As we are all probably sick of hearing by now, we live in unprecedented times. Every business, person and institution has had to bring in a flurry of changes to counter the threat of the pandemic. Amongst that flurry, hidden between the headlines, was a change to visiting procedures in hospitals, which meant that family members and friends were no longer able to visit their loved ones in hospital.
This seemed to me to be a particularly cruel measure, one that shut patients from the real world into a world of masks and medicine. Their only real link to the outside world was through technology (such as tablet computers and video calls) and these plastic bags that I want to focus on.

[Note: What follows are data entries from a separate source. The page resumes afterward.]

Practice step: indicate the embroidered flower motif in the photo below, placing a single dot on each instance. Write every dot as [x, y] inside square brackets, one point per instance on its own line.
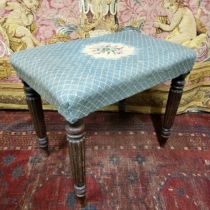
[108, 50]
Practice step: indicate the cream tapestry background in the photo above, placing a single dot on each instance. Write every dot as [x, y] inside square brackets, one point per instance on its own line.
[30, 23]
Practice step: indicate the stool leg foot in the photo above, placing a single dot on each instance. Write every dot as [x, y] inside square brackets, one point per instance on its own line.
[35, 108]
[76, 139]
[174, 98]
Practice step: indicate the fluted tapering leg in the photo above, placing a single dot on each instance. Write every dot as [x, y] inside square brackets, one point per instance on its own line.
[121, 105]
[35, 108]
[174, 97]
[76, 138]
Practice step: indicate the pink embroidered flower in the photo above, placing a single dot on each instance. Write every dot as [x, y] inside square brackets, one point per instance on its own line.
[206, 5]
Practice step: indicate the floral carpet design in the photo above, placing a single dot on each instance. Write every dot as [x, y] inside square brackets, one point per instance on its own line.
[126, 167]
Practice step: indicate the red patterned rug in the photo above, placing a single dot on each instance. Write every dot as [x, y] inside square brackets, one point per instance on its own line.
[126, 167]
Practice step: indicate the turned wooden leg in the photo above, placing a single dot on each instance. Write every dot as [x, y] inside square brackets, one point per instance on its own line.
[121, 105]
[35, 108]
[174, 98]
[75, 136]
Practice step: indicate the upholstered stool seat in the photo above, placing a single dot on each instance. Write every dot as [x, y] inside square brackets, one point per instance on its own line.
[79, 77]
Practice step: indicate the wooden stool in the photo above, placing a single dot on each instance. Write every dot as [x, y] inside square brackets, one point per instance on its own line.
[78, 77]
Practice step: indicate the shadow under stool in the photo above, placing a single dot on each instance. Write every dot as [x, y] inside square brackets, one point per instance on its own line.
[81, 76]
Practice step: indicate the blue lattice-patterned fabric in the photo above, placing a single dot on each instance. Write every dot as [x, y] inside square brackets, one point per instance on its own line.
[81, 76]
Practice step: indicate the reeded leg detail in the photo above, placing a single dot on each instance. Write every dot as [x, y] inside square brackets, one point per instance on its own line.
[174, 98]
[75, 137]
[122, 106]
[35, 108]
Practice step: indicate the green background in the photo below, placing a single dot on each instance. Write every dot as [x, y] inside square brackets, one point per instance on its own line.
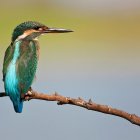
[99, 60]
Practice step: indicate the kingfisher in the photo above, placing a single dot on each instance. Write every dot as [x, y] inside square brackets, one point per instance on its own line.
[21, 59]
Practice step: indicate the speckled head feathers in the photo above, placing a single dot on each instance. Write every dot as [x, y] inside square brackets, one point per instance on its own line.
[21, 28]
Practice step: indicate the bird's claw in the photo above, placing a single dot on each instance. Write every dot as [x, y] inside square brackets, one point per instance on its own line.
[28, 96]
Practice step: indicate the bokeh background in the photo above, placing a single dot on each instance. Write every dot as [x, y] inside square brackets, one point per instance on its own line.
[100, 60]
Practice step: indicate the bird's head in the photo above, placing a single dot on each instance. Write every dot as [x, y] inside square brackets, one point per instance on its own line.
[31, 30]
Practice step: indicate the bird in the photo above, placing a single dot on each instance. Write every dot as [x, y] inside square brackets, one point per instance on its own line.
[21, 60]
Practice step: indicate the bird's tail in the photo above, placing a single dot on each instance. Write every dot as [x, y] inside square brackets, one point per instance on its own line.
[18, 105]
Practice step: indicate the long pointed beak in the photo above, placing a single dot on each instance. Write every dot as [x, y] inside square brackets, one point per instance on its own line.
[56, 30]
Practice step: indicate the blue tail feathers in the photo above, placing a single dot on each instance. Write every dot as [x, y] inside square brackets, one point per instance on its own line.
[18, 106]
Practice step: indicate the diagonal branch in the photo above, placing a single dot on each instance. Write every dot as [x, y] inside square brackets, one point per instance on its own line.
[61, 100]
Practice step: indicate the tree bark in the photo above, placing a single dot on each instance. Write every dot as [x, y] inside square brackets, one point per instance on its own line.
[90, 105]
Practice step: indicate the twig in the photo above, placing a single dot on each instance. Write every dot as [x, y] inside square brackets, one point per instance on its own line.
[90, 105]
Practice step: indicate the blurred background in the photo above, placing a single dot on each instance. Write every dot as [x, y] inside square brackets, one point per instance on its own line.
[100, 60]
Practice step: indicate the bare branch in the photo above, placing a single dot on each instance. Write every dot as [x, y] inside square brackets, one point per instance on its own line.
[90, 105]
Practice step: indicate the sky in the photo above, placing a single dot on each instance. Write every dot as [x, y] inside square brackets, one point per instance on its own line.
[99, 60]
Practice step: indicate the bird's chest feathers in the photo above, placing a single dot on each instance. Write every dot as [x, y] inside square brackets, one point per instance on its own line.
[11, 81]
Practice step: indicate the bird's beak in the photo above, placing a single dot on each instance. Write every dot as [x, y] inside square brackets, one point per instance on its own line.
[56, 30]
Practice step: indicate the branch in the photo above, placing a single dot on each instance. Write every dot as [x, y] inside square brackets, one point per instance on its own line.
[61, 100]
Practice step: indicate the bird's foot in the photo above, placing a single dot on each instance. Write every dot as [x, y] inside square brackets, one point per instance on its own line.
[28, 95]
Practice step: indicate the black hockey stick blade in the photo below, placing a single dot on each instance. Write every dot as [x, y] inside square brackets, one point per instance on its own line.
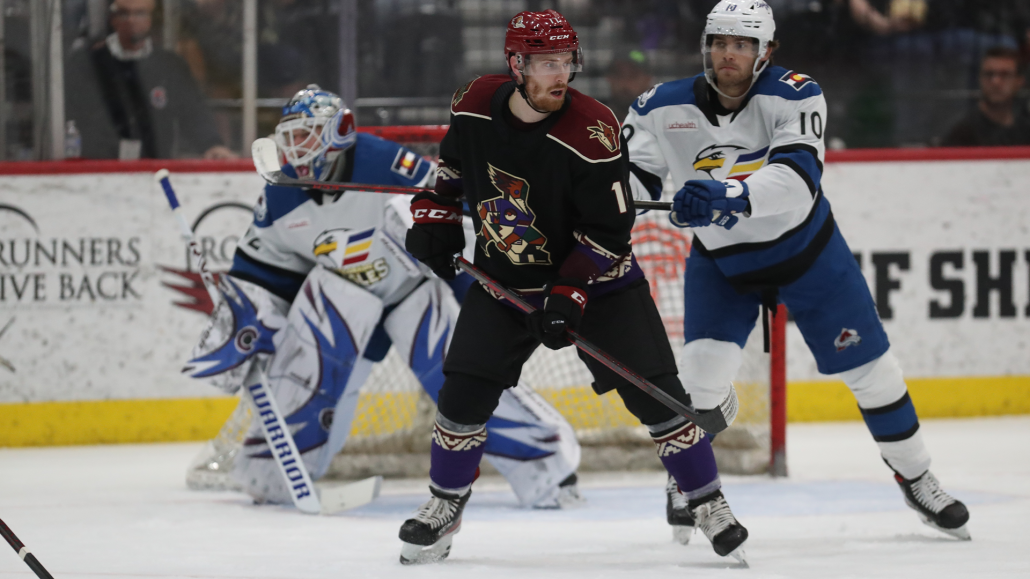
[23, 552]
[712, 421]
[266, 157]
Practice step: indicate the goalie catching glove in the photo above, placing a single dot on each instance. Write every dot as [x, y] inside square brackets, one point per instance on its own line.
[437, 235]
[562, 310]
[701, 203]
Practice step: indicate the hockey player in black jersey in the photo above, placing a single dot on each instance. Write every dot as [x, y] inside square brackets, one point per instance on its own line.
[541, 167]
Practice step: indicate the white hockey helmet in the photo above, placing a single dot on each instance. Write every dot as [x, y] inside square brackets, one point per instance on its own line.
[315, 128]
[752, 19]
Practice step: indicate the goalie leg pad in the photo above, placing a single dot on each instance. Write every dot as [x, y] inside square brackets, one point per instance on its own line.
[327, 331]
[707, 368]
[241, 327]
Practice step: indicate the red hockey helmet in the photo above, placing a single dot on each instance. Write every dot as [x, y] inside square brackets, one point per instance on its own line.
[542, 33]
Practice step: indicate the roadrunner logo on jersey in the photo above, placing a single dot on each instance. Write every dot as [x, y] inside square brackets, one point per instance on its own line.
[716, 159]
[406, 163]
[847, 338]
[346, 253]
[507, 222]
[796, 79]
[606, 134]
[679, 440]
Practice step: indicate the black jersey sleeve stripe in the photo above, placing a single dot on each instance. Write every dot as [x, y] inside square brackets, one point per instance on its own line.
[650, 181]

Over the last few weeks, unable to visit their loved ones in person, family members and friends have been coming in to the hospital to leave items for their loved ones in bags, often supermarket plastic bags. I have seen hundreds of bags of electronics, toiletries, clothes, drinks, snacks and hot food coming up and down from the wards, many of them from family that come regularly to drop off a lunch or dinner for their relative.
Once we've received the bags, we take down the details of who and where it's going to, and write the details on the bag. After that is the most satisfying part, taking them up to the ward. Without fail, every bag I've taken up to a patient is followed closely by joy or excitement. For many patients, I leave the bags on the table by their bedside and they just look at it happily.
It was this that I wanted to capture in the piece I created - the moment a humble, forgotten, plastic bag turns into something special.